Asterix conferencing call potential


#1

I’m trying to assess the competitive threat that Asterix might represent to conventional corporate conference call services. To the extent any one has any views on Asterix’s conferencing abilities versus traditional hardware based conferencing bridges or more general thoughts on the potential ability for an all VoIP, software based conferencing service to displace traditional conference calls it would be very helpful.

My initially research suggests that it is unlikely that corporate conference callers transition to VoIP conference calls on a software bridge in the shorter because of the a) lack of security b) inconsistent quality of the calls and c) the limited amount of options available on the bridges (i.e. call management abilities, etc).

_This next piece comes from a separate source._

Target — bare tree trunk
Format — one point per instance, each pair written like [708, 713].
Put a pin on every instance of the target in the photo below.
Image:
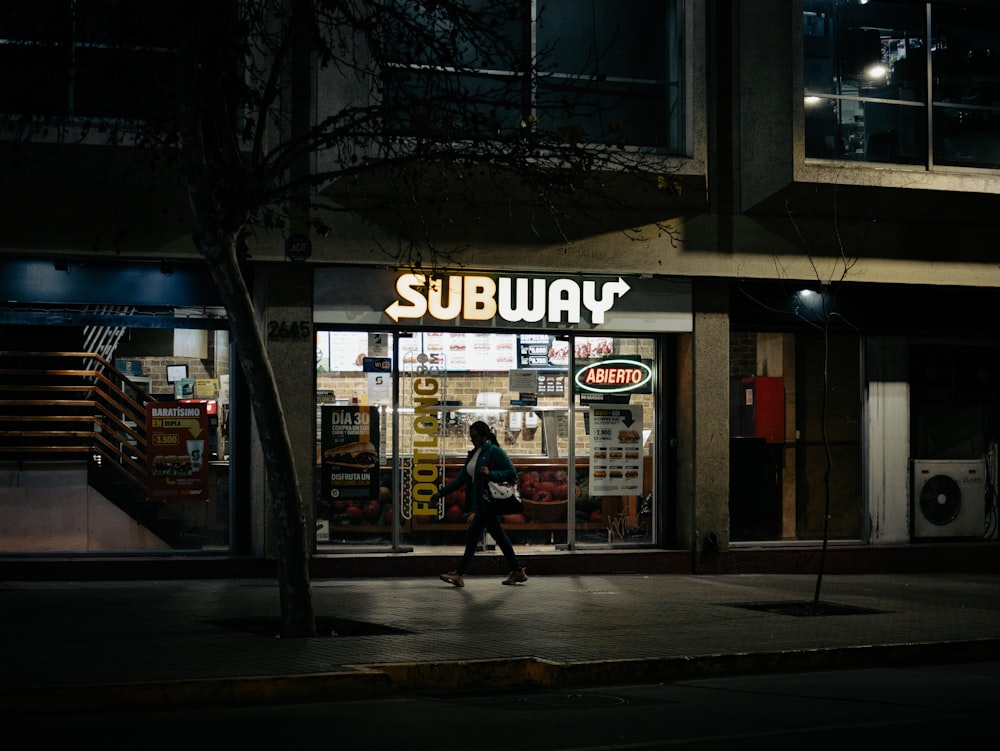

Any and all thoughts would be helpful and interesting.


#2

it took about 15 minutes to for us to pull the plug on our old conferencing solution

you mentioned :
[size=75]My initially research suggests that it is unlikely that corporate conference callers transition to VoIP conference calls on a software bridge in the shorter because of the a) lack of security b) inconsistent quality of the calls and c) the limited amount of options available on the bridges (i.e. call management abilities, etc). [/size]

a) its as secure as you make it - what we have been able to do with asterisk is leaps and bounds ahead of where we were from a security perspective

b) again , its as good as the people who set it up … we have no issues with voice quailty - we are running a dell 2650 with a te411p ( i think thats the right model ) with 3 t1’s currently … one ties to the legacy definity ,another is a local PRI , and the third is a long distance circuit … we will be filling the last port with a link to another box to offload some processing; along with that we have taken the steps to insure voice quaility on the lan with QOS and a VLAN ( 802.11q tagging )

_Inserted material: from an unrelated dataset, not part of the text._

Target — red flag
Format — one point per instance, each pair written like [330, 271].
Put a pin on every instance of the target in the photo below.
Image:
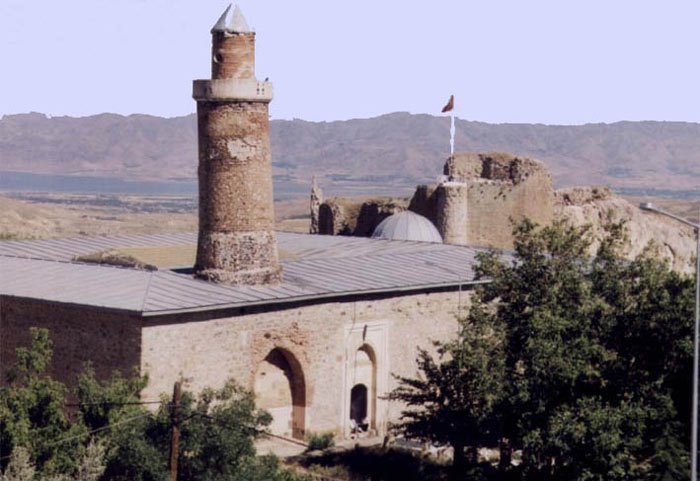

c) and finally i dont know who you sampled before but we have had the exact opposite experience


#3

I have to echo the previous poster

Yes VoIP can have quality problem Especially when dealing with the internet, but in most cases this can be compensated for with QoS (what happens in the wild tho is beyond anyones control)

As the PSTN continues to convert to IP based networks (which is well underway especially on long haul) we will see that QoS get better.

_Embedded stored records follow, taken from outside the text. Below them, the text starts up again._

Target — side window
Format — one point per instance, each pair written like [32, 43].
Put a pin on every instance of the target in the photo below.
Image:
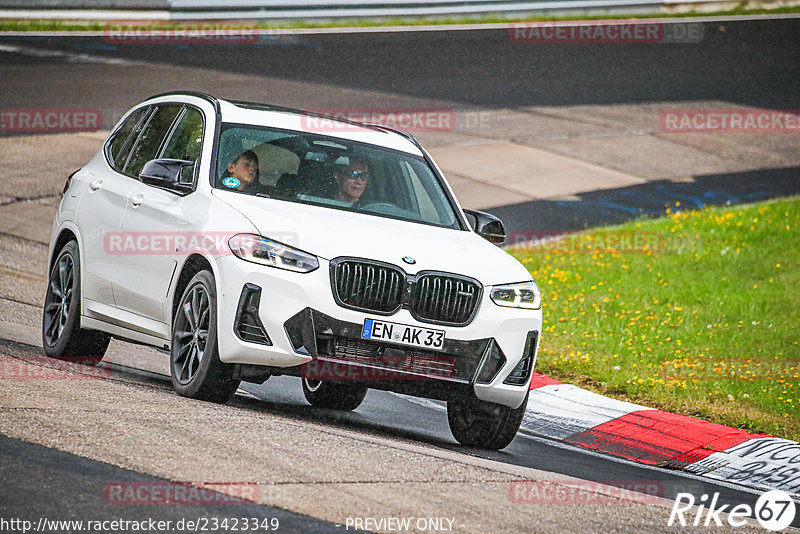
[275, 162]
[149, 141]
[119, 146]
[186, 141]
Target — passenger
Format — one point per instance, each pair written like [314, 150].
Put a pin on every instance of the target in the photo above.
[243, 172]
[351, 180]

In the interum, using the proper connection technologies with a little software expertise and the strengths of asterisk you can built a very robust, secure, and reliable conferencing server that can scale quite well.

If you are wondering is “Corporate America” dpeloying this technology? Fortune 100 probably not they like the status quo. SME markets are definatly deploying Asterisk for this. Dollar for Dollar/Euro for Euro, Cost and maintenance alone make asterisk a pretty sane solution.